November, December 2015
The third stop on our Journey is Fuzhou in Southern China, population 2,124 million.
Our Motel is very spacious and lush, it has huge windows that overlook a beautiful lake.
It has a very romantic arched walking bridge that leads onto a small lush island with traditional pagoda type buildings.
Very alluring. There are masses of people everywhere, the streets are raging.
We enjoy a group meal at a Thai restaurant.
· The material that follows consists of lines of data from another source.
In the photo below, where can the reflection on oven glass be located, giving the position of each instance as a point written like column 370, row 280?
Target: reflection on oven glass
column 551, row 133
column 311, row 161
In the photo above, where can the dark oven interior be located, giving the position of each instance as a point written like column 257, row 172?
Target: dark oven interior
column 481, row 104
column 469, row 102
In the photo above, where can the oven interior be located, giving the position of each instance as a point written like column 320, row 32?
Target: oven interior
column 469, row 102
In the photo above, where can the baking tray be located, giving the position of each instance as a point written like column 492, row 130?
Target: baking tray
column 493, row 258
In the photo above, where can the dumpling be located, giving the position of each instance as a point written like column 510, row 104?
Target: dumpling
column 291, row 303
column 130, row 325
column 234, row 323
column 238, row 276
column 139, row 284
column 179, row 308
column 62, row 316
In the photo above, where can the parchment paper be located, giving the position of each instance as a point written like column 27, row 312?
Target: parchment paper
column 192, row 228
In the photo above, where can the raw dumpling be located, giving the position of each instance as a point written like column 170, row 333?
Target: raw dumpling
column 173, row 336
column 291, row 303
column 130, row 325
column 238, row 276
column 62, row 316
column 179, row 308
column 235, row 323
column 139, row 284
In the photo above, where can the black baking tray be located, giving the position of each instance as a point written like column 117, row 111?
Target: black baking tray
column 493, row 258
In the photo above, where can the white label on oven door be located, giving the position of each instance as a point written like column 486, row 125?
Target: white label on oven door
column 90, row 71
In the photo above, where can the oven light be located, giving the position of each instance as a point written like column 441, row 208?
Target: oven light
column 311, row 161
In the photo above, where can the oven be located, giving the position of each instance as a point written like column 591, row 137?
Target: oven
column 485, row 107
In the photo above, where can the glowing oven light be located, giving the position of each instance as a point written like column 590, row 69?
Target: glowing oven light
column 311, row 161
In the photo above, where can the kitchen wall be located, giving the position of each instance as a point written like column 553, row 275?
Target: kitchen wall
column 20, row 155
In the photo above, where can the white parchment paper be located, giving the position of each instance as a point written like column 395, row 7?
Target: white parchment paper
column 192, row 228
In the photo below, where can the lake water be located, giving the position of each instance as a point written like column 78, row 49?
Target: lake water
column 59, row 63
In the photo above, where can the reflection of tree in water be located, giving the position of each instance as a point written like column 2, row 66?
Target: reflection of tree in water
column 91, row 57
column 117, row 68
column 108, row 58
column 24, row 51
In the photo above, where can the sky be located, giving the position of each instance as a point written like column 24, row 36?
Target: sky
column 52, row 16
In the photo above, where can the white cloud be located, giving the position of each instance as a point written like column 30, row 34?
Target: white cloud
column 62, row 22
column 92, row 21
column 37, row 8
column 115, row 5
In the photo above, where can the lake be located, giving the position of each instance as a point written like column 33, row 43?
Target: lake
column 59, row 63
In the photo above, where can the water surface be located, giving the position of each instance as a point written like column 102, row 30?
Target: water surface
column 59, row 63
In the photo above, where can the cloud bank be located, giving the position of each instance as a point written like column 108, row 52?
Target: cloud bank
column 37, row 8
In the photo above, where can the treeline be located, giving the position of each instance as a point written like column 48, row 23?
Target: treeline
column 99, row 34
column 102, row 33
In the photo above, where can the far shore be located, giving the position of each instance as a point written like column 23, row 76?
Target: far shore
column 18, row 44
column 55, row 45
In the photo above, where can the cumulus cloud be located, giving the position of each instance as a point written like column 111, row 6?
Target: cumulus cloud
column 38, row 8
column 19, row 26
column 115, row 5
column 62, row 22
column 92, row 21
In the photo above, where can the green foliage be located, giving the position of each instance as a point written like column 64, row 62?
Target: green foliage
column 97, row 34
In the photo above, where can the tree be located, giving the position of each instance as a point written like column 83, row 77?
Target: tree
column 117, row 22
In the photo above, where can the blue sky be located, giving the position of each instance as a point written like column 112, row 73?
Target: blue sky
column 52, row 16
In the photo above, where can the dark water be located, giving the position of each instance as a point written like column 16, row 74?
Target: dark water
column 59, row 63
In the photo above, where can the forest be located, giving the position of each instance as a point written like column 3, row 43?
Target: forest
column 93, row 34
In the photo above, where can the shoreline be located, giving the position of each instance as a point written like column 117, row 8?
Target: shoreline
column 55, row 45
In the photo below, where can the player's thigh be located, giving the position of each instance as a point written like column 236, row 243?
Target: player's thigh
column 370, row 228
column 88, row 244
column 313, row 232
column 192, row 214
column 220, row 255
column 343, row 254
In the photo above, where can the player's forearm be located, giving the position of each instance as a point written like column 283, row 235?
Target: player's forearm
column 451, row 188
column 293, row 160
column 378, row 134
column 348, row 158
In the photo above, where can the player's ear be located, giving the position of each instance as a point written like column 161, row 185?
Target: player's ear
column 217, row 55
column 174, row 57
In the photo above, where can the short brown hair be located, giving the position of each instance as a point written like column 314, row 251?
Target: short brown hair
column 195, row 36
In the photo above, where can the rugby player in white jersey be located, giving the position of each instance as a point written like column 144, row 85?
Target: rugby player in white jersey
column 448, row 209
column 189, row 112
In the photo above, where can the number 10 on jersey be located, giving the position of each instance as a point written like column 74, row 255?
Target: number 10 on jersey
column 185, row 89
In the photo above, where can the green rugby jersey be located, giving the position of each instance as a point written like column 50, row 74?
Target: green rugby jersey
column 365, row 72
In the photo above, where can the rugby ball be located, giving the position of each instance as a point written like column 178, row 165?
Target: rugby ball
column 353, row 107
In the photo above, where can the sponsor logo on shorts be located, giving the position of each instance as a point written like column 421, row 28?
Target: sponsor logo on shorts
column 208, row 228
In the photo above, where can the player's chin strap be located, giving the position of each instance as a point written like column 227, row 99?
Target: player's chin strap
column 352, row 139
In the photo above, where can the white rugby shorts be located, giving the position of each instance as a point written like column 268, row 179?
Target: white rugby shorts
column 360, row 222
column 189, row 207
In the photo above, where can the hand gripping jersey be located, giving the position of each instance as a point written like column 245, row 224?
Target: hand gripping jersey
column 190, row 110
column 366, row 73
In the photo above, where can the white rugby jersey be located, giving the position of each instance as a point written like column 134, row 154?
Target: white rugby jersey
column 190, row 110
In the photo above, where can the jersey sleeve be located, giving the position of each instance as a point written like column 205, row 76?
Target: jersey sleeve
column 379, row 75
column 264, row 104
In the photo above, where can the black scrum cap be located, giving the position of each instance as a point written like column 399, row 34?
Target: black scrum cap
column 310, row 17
Again the meal was fabulous.
Then head off to the 3 lanes and 5 alleys, a very ancient part of town that’s been around for 6oo years.
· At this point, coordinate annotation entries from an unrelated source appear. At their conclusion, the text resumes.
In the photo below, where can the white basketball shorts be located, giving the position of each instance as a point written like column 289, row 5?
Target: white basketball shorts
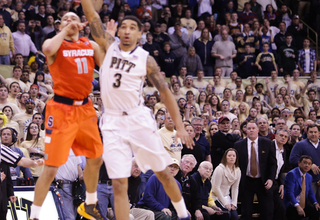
column 128, row 134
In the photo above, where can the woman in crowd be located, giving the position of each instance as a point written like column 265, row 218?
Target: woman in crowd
column 248, row 95
column 225, row 184
column 212, row 128
column 35, row 147
column 190, row 100
column 7, row 110
column 202, row 100
column 214, row 103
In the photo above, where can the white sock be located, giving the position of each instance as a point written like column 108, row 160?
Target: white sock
column 35, row 211
column 181, row 209
column 91, row 198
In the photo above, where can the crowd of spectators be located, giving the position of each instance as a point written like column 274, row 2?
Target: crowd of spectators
column 232, row 66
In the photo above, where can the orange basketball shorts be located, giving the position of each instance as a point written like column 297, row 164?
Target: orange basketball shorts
column 70, row 126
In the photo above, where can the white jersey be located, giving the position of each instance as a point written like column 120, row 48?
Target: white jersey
column 122, row 76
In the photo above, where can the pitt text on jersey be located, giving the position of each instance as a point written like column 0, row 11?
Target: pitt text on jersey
column 119, row 63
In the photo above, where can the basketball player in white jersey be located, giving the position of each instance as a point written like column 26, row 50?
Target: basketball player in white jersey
column 128, row 127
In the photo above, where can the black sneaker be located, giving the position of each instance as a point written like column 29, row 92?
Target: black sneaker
column 91, row 211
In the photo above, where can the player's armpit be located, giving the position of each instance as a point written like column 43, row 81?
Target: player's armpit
column 154, row 75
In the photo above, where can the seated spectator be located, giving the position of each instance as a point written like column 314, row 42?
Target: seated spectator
column 226, row 179
column 156, row 199
column 200, row 83
column 178, row 42
column 246, row 64
column 284, row 16
column 307, row 59
column 271, row 14
column 192, row 61
column 189, row 187
column 298, row 30
column 247, row 16
column 204, row 187
column 247, row 38
column 288, row 56
column 265, row 61
column 299, row 198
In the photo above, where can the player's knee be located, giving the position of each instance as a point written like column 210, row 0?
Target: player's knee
column 96, row 162
column 119, row 186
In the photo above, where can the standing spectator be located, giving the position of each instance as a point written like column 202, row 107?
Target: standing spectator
column 258, row 165
column 281, row 139
column 309, row 147
column 197, row 33
column 265, row 61
column 5, row 15
column 189, row 188
column 49, row 27
column 285, row 15
column 225, row 179
column 36, row 33
column 247, row 16
column 23, row 43
column 221, row 141
column 224, row 51
column 298, row 31
column 167, row 134
column 192, row 61
column 280, row 38
column 153, row 48
column 247, row 38
column 6, row 43
column 247, row 63
column 288, row 55
column 168, row 61
column 200, row 139
column 56, row 30
column 203, row 47
column 189, row 23
column 307, row 59
column 204, row 187
column 205, row 6
column 160, row 37
column 299, row 198
column 178, row 42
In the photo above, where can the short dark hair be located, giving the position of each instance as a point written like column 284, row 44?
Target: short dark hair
column 133, row 18
column 224, row 157
column 313, row 126
column 307, row 157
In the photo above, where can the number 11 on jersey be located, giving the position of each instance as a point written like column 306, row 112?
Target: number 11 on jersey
column 82, row 65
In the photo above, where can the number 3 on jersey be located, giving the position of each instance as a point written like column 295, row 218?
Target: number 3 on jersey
column 82, row 62
column 118, row 82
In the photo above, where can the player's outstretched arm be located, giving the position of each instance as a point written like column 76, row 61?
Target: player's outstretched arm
column 51, row 46
column 168, row 99
column 102, row 37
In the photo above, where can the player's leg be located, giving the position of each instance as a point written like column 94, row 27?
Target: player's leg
column 121, row 202
column 41, row 189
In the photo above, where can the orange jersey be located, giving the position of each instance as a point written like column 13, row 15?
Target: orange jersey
column 72, row 70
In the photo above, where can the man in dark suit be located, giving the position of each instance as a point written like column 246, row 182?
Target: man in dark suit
column 281, row 139
column 222, row 140
column 298, row 195
column 258, row 164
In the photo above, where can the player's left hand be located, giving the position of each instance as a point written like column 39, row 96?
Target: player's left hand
column 185, row 138
column 40, row 162
column 112, row 27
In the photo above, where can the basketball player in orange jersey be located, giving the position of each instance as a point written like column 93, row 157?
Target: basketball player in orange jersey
column 71, row 121
column 127, row 126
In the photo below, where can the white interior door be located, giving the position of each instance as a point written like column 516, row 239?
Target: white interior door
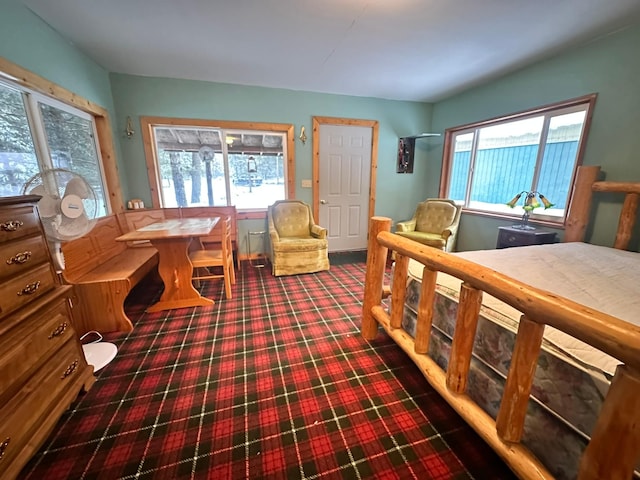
column 344, row 182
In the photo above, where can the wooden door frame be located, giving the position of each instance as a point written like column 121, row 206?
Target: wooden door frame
column 317, row 122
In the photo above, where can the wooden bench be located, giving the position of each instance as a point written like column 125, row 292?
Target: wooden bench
column 134, row 219
column 103, row 272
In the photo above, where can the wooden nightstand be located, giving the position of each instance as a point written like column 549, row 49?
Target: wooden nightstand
column 516, row 237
The buildings are made of dark red wood that are covered in the most intricate carvings and the lanterns and lighting.
We are up at 6am the next morning for our spiritual journey to the Putian Southern Shaolin Temple.
Our guide explains that Fuzhou city has two main rivers; one in the South and one in the North.
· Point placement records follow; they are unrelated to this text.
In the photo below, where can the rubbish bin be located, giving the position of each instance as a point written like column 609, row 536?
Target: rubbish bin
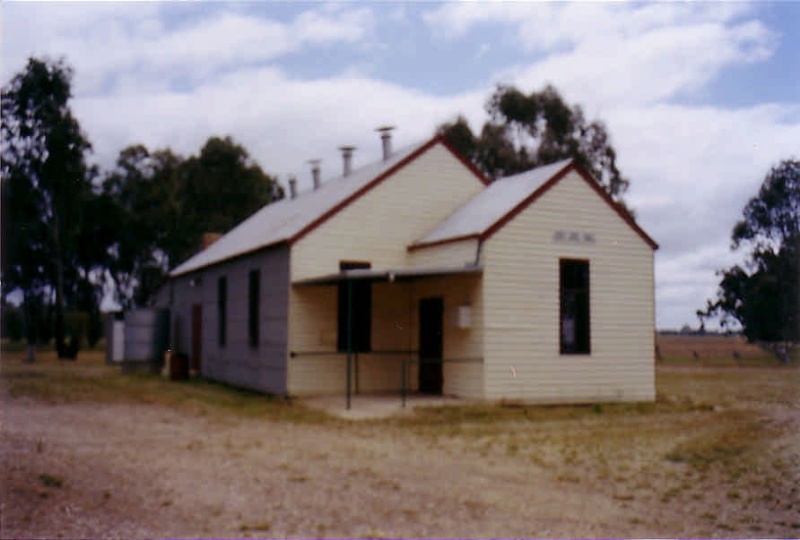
column 178, row 367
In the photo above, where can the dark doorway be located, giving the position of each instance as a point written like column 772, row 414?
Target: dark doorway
column 197, row 337
column 430, row 345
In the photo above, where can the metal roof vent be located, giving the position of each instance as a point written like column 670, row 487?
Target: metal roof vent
column 315, row 171
column 386, row 138
column 347, row 158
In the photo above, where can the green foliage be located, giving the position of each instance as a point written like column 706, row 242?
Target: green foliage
column 46, row 185
column 764, row 297
column 13, row 324
column 160, row 204
column 529, row 130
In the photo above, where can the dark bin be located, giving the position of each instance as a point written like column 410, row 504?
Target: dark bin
column 178, row 367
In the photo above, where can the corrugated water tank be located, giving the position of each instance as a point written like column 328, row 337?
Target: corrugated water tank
column 146, row 335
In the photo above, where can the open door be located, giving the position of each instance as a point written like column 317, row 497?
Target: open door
column 431, row 379
column 197, row 337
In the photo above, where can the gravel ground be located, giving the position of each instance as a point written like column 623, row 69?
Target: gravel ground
column 131, row 471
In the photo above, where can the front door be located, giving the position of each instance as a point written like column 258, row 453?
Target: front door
column 197, row 337
column 430, row 345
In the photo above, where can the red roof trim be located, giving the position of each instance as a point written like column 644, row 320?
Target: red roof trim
column 380, row 178
column 423, row 245
column 467, row 163
column 572, row 166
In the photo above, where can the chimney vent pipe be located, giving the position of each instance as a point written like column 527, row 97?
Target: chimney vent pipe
column 315, row 172
column 347, row 158
column 386, row 138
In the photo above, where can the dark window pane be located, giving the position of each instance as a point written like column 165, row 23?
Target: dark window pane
column 253, row 306
column 361, row 315
column 222, row 301
column 574, row 314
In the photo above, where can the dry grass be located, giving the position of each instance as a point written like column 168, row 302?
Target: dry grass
column 712, row 350
column 90, row 380
column 717, row 454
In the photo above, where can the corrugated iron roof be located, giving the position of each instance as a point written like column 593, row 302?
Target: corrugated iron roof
column 398, row 274
column 492, row 204
column 283, row 220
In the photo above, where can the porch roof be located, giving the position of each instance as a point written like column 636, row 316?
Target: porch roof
column 397, row 274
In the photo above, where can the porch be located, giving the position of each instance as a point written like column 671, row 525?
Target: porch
column 391, row 332
column 380, row 405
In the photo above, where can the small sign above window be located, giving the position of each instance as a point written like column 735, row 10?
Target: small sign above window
column 574, row 237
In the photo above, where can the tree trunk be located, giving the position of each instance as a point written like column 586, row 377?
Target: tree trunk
column 31, row 322
column 59, row 267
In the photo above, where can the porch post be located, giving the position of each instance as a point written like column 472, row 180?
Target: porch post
column 403, row 378
column 349, row 336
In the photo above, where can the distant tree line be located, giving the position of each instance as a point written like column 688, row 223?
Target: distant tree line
column 73, row 234
column 763, row 295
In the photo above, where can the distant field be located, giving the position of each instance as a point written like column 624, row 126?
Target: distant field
column 89, row 452
column 711, row 350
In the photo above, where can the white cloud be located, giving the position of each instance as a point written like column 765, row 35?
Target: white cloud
column 692, row 167
column 109, row 45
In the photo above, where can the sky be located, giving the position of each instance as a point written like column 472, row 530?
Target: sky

The South river is the White Dragon and the North river is the Black Dragon.
These two rivers surround the city and keep it safe.
It takes about two hours to reach Putian, with its population of around 3 million.
We pass under the ‘Shaolin Gate’ and drive down Shaolin Road.
A short drive sees us ascending up the mountain to the Shaolin Temple.
There is an air of anticipation, we were all very excited to be there.
As we climb the mountain we enter into the low hanging clouds.
It is very dense and the visual is down to about 6 meters in front of the van.
We are 500 meters up and surrounded by dense lush forest.
The road opens up and the Temple Grounds suddenly appear.
Wow, surrounded in mist it looks so magical.
There are red balloons, lanterns and flyers hanging from tall poles.
Through the mist the colours really brighten the place up and add even more of an air of mystic.
Apparently they were holding ‘The Silk Road Buddhist Convention’.
Our guide walks us through the Temple buildings and orates the history for us.
The Putian Temple was built during the Tong Dynasty.
Thirteen Shaolin staffed monks saved the future Emperor Taizong in 621AD.
After this episode, the Emperor arranged for 3 of the 13 monks to gather a force of 500 martial monks.
They came from the Northern Shaolin Temple to wipe out the pirates
The Pirates had been plaguing the Fukien/Fujian Province coastline.
After the pirates had been subdued and with the emperor’s permission, some of the Monks stayed.
They set up Temples in the Fukien/ Fujian Province.
The temple was totally destroyed around two hundred years ago.
After rediscovering the site in the mid 1980s, reconstruction began in the early 90s.
Martial arts practiced at the Temple are;
Five Ancestor Crane Sun Fist, Five Zhue Yang Quan/Fujian White Crane and Hung Kuen.
The Chinese Government announced that this Temple is the site of the original Temple.
The sacred rooms are filled with the smell of incense.
The most ornate rosewood furniture pieces have been intricately carved into beautiful patterns and designs.
We decide to do some training on the Temples gounds.
We find a spot out of the way to practice some Wing Chun forms and drills.
The Chinese love their Kung Fu heritag.
It did not take long before we had drawn quite a crowd observing and taking photo’s.
Shortly after, a monk walked past, observed our practice and invited us to join the Convention.
Sifu Garry and Sifu Linda are introduced to the Head Abbot from Sydney, Australia.
What a bonus, can’t believe we have an Aussie Monk here. What are the chances.
We get a group photo with the Sydney Abbot, the paparazzi are going crazy, snapping photo’s left and right.
It’s like we are movie stars.
We enter the conference room and the media inside go ballistic with photo’s.
It’s quite embarrassing as the conference is in full swing.
We are invited to the vegetarian lunch but explain that we must go as we are on a tight schedule.
Yin Yan, the head Abbot of the Shaolin Temple gets a group photo with us.
He then organizes a Shaolin performance by the young monks.
We are thrilled.
The Sydney Abbot takes us down to the main Temple.
A crowd starts to gather around the square awaiting the Shaolin performance.
About 25 monks were preparing to perform for us.
In typical Shaolin form they are loud, strong, energetic, flexible and dynamic.
They do a couple of group forms and one does a solo form.
The head abbot of Sydney asked whether one of us would like to do a performance.
Sifu Linda could not believe her ears, a once in a lifetime chance was being offered.
So I presented myself up to perform a shorter version of Biu Gee.
I felt very honored and humbled, to perform in front of the Head Abbot and the Monks of Shaolin.
With my adrenalin pumping and a huge crowd watching I endeavored to give one of my best performances.
When I finished I couldn’t wipe the smile off my face. It would have to have been the highlight of my trip.
It still blows my mind when I say that I have performed at the Shaolin Temple.
We bid our farewells and head back to Fuzhou.
Wow what a day, something always unexpected happens on our Wing Chun tours.
That surprise was amazing.
The rest of the trip is tourism.
Our next stop will be Shanghai, then finishing in Beijing before returning to Melbourne Australia.